In considering whether to designate an offence the Secretary of State does have to take into account, among other things, the level of risk of harm being caused to individuals in the UK by the presence of content that amounts to the offence, and the severity of that harm. Harm here does mean physical or psychological harm.  

As with harmful content, illegal content includes a residual category designed to catch illegality neither specifically identified in the draft Bill (terrorism and CSEA offences) nor designated in secondary legislation as priority illegal content. This category consists of “Other offences of which the victim or intended victim is an individual (or individuals).” This, while confined to individuals, is not limited to physical or psychological harm. 

The first round of secondary legislation designating categories of priority illegal and harmful content would require affirmative resolutions of each House of Parliament. Subsequent regulations would be subject to negative resolution of either House.

To the extent that the government’s rowback from the general definition of harm contained in the Full Response enables more vague and subjective kinds of harm to be brought back into scope of service provider duties, the risk of collateral damage to legitimate speech would correspondingly increase.

Internal contradictions

The draft Bill lays down various risk assessments that in-scope providers must undertake, taking into account a ‘risk profile’ of that kind of service prepared by Ofcom and to be included in its guidance about risk assessments.

As well as the Section 9(3) moderation and filtering duties set out above, for illegal content a service provider would be under a duty to take proportionate steps to mitigate and effectively manage the risks of harm to individuals, as identified in the service’s most recent illegal content risk assessment.

In parallel to these duties, the service provider is placed under a duty to have regard to the importance of protecting users’ right to freedom of expression within the law when deciding on, and implementing, safety policies and procedures.

However, since the very duties imposed by the draft Bill create a risk of collateral damage to legitimate speech, a conflict between duties is inevitable. The potential for conflict increases with the scope of the duties and the breadth and subjectivity of their subject matter. 

The government has acknowledged the risk of collateral damage in the context of Category 1 services, which would be subject to duties in relation to lawful content harmful to adults in addition to the duties applicable to ordinary providers.

Category 1 service providers would have to prepare assessments of their impact on freedom of expression and (as interpreted by the government's launch announcement) demonstrate that they have taken steps to mitigate any adverse effects. The government commented:

“These measures remove the risk that online companies adopt restrictive measures or over-remove content in their efforts to meet their new online safety duties. An example of this could be AI moderation technologies falsely flagging innocuous content as harmful, such as satire.” (emphasis added)
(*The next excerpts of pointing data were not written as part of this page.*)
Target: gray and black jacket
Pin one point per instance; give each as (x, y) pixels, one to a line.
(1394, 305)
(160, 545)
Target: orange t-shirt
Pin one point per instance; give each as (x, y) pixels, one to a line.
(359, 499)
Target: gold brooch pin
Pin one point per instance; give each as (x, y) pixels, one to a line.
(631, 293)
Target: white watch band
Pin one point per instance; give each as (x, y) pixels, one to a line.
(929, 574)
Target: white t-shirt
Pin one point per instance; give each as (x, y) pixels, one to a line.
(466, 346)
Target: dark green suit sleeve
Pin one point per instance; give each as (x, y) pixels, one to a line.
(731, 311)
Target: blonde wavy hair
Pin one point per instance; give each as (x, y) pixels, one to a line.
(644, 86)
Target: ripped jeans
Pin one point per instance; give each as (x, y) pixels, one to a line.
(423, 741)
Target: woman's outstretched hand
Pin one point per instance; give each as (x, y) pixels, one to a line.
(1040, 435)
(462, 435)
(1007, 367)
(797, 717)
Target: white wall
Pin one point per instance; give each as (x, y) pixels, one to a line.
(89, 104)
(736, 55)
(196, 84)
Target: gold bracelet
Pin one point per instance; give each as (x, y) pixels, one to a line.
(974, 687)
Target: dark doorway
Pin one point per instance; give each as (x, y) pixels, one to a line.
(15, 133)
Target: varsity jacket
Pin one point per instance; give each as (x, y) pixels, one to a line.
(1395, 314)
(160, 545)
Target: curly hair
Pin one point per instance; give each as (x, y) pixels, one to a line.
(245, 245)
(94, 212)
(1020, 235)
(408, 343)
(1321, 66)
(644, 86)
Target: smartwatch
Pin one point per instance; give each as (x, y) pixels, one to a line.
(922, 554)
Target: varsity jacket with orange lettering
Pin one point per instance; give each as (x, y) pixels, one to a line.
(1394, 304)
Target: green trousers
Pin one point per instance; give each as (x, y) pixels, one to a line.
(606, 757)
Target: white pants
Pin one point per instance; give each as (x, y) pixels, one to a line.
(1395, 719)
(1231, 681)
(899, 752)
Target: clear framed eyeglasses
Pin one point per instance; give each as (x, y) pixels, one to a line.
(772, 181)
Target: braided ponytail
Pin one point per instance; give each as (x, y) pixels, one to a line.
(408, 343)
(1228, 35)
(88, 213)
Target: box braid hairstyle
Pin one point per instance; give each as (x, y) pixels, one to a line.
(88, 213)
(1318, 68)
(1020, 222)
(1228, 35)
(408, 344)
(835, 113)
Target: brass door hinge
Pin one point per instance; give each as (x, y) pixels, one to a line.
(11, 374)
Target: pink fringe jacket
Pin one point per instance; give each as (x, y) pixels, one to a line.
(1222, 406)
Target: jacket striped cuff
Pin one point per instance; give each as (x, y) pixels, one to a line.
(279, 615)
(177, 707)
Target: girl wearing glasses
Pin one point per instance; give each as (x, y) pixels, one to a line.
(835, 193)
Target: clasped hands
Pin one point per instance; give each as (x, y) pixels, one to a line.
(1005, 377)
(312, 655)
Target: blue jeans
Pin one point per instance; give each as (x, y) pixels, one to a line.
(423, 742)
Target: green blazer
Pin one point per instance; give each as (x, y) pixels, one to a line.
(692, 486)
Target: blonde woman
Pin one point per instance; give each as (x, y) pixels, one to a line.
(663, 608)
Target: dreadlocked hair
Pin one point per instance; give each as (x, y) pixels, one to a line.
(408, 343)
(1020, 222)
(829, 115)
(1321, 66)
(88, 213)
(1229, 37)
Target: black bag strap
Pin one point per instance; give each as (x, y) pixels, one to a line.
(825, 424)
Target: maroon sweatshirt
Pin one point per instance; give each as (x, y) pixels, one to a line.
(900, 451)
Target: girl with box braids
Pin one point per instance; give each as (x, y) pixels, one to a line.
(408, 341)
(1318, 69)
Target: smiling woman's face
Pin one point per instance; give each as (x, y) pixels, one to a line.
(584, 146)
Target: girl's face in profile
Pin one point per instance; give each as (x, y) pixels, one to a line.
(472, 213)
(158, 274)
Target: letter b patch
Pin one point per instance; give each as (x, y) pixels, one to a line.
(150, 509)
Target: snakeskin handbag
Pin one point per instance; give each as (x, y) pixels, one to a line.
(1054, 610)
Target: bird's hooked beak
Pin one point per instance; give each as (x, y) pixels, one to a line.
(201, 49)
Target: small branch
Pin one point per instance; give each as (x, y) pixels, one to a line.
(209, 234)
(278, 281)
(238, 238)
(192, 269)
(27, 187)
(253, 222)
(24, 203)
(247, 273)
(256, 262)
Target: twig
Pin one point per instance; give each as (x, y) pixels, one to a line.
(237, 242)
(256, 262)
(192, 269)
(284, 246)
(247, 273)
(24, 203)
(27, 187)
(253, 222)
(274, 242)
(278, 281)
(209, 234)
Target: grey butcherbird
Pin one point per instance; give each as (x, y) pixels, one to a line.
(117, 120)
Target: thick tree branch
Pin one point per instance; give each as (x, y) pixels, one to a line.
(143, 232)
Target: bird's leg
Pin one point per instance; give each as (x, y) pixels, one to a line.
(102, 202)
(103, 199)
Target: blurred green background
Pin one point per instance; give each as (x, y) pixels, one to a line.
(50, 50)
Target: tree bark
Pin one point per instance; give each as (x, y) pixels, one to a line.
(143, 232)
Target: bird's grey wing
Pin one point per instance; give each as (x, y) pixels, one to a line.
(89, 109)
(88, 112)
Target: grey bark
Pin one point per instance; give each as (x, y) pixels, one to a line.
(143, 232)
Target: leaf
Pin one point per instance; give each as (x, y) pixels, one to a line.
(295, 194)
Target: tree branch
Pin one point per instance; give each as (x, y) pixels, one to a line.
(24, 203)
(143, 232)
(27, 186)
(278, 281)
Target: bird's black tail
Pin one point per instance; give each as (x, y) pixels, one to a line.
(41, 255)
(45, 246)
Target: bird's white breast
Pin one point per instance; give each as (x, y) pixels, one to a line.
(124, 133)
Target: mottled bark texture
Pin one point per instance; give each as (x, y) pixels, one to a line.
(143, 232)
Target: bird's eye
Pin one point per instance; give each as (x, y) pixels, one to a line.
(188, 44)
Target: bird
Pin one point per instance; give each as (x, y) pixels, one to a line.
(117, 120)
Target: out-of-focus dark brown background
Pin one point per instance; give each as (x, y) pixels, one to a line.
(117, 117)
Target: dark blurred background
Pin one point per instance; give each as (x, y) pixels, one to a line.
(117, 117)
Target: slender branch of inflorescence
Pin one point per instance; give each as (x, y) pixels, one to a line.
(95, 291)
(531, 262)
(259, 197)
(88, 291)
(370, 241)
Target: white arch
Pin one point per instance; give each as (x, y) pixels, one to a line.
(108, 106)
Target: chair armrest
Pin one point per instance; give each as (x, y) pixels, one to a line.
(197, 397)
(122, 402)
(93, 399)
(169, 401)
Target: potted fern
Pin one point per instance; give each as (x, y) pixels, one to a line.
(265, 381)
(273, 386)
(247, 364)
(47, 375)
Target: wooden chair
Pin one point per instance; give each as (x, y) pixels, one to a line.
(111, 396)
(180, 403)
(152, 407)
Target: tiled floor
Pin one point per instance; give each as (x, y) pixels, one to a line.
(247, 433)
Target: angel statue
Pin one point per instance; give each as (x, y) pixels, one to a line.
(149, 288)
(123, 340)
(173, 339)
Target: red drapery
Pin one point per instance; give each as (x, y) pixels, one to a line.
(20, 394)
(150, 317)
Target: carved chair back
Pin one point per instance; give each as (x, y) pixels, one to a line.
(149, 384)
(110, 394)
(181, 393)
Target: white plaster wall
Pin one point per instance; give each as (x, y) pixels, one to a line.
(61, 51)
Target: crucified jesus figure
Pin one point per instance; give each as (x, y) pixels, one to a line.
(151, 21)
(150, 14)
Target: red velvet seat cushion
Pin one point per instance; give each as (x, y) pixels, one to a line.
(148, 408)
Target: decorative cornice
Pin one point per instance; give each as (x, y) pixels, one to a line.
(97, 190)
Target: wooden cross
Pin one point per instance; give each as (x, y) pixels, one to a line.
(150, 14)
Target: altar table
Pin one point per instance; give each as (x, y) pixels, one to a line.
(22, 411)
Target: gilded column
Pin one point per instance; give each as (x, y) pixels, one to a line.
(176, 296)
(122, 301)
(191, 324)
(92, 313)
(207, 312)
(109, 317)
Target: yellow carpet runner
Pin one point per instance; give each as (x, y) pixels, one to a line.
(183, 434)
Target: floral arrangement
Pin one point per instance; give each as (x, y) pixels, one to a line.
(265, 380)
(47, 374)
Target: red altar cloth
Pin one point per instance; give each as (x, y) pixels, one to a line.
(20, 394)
This passage acknowledges the danger inherent in the legislation: that efforts to comply with the duties imposed by the legislation would carry a risk of collateral damage by over-removal.  That is true not only of ‘legal but harmful’ duties, but also of the moderation and filtering duties in relation to illegal content that would be imposed on all providers.

No obligation to conduct a freedom of expression risk assessment could remove the risk of collateral damage by over-removal. That smacks of faith in the existence of a tech magic wand. Moreover, it does not reflect the uncertainty and subjective judgement inherent in evaluating user content, however great the resources thrown at it. 

Internal conflicts between duties, underpinned by the Version 3.0 approach to the notion of harm, sit at the heart of the draft Bill. For that reason, despite the government’s protestations to the contrary, the draft Bill will inevitably continue to attract criticism as - to use the Secretary of State's words -  a censor’s charter.